6.3 Other and Off-Label Uses

Beyond its primary approved indications, ceftriaxone is used to treat several other conditions based on clinical evidence and guidelines:

Infective Endocarditis: Used for the treatment of endocarditis caused by susceptible organisms, such as viridans group streptococci and MSSA.[3] A completed Phase 2 clinical trial has evaluated a specific ceftriaxone regimen for treating infective endocarditis caused by Enterococcus faecalis, an organism typically considered resistant to cephalosporins.[28] This investigation into expanding its use against less susceptible organisms highlights ongoing efforts to optimize therapy, likely leveraging its favorable long half-life for outpatient treatment regimens.
Lyme Disease: It is a standard therapy for disseminated or late-stage Lyme disease, particularly manifestations involving the central nervous system (neuroborreliosis) or heart (Lyme carditis).[1]
Typhoid Fever: Caused by Salmonella Typhi.[18]
Other Infections: It is also used for chancroid, relapsing fever, and severe Salmonella or Shigella infections.[8]
Febrile Neutropenia: It may be used as part of an empiric regimen for patients with fever and a low white blood cell count who are at high risk for infection.[8]
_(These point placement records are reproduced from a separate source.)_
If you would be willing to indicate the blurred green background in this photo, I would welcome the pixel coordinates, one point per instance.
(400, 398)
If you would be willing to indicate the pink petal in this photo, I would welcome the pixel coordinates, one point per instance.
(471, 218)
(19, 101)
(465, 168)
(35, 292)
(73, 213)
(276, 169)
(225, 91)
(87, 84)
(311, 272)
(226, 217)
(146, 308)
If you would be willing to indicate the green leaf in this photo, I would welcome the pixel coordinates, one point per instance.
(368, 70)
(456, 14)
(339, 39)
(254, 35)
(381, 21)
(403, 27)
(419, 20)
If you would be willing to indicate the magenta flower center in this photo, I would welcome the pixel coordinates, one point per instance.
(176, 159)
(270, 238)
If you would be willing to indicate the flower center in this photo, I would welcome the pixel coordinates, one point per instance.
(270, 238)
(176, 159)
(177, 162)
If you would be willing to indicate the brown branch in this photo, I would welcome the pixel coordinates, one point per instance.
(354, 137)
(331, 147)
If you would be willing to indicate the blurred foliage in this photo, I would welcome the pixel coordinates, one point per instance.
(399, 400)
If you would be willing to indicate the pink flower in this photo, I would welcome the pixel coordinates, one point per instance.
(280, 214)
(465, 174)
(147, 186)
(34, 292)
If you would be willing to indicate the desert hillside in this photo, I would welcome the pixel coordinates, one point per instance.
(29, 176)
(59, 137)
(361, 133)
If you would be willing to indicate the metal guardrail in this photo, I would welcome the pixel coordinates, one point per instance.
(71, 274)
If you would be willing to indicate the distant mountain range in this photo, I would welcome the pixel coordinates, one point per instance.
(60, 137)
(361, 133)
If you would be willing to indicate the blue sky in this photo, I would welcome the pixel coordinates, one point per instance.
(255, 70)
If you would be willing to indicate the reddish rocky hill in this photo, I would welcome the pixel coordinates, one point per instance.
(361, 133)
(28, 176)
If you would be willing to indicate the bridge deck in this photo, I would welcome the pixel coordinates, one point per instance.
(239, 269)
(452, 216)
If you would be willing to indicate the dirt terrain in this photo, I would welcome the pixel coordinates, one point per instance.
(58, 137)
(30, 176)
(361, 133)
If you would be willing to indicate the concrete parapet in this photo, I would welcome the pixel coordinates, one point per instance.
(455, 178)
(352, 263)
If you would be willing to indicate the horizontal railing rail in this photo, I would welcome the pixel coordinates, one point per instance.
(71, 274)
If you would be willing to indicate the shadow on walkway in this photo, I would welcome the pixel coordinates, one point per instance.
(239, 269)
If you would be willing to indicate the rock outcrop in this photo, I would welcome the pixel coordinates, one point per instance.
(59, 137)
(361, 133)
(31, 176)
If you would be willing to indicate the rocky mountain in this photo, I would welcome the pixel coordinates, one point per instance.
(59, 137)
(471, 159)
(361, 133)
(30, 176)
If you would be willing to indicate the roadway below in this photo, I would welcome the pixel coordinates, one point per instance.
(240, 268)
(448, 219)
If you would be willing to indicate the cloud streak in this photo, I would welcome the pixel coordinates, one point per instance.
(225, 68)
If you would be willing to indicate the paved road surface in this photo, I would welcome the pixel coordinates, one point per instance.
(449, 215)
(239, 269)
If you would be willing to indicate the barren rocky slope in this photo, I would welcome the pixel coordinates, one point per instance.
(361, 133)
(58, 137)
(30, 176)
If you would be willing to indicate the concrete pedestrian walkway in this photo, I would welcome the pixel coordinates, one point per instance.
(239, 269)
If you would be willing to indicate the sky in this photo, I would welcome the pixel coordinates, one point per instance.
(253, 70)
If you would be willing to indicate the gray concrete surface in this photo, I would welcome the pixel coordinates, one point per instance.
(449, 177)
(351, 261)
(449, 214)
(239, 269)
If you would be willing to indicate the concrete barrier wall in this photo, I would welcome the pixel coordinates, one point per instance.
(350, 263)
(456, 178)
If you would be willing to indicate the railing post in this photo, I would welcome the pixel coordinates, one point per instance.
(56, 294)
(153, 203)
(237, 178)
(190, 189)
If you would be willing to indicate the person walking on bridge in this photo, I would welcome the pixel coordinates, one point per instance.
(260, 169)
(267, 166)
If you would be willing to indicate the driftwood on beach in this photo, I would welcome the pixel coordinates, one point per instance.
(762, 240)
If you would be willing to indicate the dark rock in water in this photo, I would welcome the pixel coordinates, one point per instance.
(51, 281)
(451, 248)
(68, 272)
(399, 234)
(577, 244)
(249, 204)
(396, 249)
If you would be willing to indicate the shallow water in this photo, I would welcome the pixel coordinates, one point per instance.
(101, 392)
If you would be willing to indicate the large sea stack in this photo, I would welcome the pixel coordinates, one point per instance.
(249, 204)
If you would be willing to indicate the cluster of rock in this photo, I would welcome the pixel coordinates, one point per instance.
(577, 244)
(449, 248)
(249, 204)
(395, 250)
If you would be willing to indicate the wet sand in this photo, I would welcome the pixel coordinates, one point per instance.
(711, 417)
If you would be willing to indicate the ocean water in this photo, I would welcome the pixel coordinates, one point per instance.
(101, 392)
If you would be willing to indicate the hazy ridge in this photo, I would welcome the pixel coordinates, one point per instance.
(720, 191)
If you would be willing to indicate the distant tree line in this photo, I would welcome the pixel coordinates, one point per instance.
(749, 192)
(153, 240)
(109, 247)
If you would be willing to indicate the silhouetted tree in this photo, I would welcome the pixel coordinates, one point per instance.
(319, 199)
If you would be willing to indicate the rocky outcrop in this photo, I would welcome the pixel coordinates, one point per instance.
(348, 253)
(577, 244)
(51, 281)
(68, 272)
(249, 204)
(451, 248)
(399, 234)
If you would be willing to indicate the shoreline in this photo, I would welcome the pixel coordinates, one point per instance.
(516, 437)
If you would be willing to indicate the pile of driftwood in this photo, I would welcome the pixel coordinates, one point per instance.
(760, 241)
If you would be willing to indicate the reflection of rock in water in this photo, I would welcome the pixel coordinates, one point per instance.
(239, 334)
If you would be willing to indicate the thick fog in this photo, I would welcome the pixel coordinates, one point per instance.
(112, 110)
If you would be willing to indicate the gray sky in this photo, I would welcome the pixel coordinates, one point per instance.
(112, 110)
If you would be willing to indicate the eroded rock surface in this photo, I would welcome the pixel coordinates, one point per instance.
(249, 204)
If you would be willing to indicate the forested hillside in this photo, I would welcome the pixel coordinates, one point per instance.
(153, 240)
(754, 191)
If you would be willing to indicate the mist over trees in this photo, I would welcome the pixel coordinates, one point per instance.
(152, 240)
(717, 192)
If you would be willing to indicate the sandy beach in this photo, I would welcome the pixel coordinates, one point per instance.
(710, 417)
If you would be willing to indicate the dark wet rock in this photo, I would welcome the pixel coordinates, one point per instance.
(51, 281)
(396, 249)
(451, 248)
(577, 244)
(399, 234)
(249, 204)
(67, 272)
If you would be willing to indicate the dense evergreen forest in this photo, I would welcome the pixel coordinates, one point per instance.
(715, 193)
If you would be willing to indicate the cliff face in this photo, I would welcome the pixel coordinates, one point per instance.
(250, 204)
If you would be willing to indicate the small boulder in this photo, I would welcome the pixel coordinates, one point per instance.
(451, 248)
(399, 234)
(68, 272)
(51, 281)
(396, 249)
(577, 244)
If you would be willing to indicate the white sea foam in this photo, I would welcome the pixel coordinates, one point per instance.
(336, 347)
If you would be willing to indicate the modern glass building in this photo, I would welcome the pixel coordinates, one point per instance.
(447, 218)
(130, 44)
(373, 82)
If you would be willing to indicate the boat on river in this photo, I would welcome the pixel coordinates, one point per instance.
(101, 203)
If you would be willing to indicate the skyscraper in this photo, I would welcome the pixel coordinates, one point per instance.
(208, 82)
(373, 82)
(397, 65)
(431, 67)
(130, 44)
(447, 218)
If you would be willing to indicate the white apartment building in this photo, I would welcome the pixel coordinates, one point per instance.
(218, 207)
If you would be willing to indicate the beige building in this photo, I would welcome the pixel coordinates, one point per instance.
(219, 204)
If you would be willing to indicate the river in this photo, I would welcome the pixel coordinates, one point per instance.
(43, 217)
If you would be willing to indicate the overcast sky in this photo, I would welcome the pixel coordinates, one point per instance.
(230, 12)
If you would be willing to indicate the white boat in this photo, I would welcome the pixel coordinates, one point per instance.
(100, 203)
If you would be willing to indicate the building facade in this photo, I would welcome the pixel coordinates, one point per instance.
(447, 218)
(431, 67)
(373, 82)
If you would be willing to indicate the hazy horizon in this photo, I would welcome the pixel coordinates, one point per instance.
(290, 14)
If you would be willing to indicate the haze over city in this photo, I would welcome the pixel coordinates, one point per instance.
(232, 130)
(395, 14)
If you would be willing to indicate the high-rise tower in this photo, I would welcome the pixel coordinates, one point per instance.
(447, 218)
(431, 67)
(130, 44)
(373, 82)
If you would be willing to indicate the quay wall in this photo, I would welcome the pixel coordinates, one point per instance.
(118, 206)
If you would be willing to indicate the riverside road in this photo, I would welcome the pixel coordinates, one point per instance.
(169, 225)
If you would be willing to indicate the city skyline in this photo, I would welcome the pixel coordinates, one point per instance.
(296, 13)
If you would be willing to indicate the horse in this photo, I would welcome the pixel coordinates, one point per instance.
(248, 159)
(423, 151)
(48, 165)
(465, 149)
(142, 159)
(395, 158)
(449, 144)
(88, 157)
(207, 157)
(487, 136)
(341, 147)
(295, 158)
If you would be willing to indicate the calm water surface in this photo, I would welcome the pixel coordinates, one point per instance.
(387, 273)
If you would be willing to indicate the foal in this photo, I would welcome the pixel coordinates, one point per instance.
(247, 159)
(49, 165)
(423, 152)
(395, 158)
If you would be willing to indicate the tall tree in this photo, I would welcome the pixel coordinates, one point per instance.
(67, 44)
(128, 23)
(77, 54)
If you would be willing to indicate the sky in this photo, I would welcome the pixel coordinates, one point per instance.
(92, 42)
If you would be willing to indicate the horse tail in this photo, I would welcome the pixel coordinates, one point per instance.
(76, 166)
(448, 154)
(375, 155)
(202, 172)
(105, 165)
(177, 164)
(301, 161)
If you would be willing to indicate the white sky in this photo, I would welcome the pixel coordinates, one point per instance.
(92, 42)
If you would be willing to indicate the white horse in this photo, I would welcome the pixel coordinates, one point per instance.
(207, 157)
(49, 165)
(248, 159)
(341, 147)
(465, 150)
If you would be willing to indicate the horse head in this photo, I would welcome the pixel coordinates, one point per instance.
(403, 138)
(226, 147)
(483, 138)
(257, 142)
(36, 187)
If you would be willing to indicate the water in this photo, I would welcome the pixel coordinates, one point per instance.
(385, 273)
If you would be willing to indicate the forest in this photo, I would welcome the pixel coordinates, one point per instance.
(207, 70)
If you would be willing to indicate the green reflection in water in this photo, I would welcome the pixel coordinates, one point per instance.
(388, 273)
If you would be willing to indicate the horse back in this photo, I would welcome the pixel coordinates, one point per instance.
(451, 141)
6.4 Antimicrobial Stewardship

Regulatory labels and clinical guidelines strongly emphasize the principles of antimicrobial stewardship in the use of ceftriaxone. To reduce the development of drug-resistant bacteria and maintain its effectiveness, ceftriaxone should be used only to treat or prevent infections that are proven or strongly suspected to be caused by susceptible bacteria.[9] While empiric therapy may be initiated before susceptibility results are known, treatment should be tailored based on culture and susceptibility information once it becomes available.[3] This approach ensures optimal patient outcomes while preserving the utility of this important antibiotic for future generations.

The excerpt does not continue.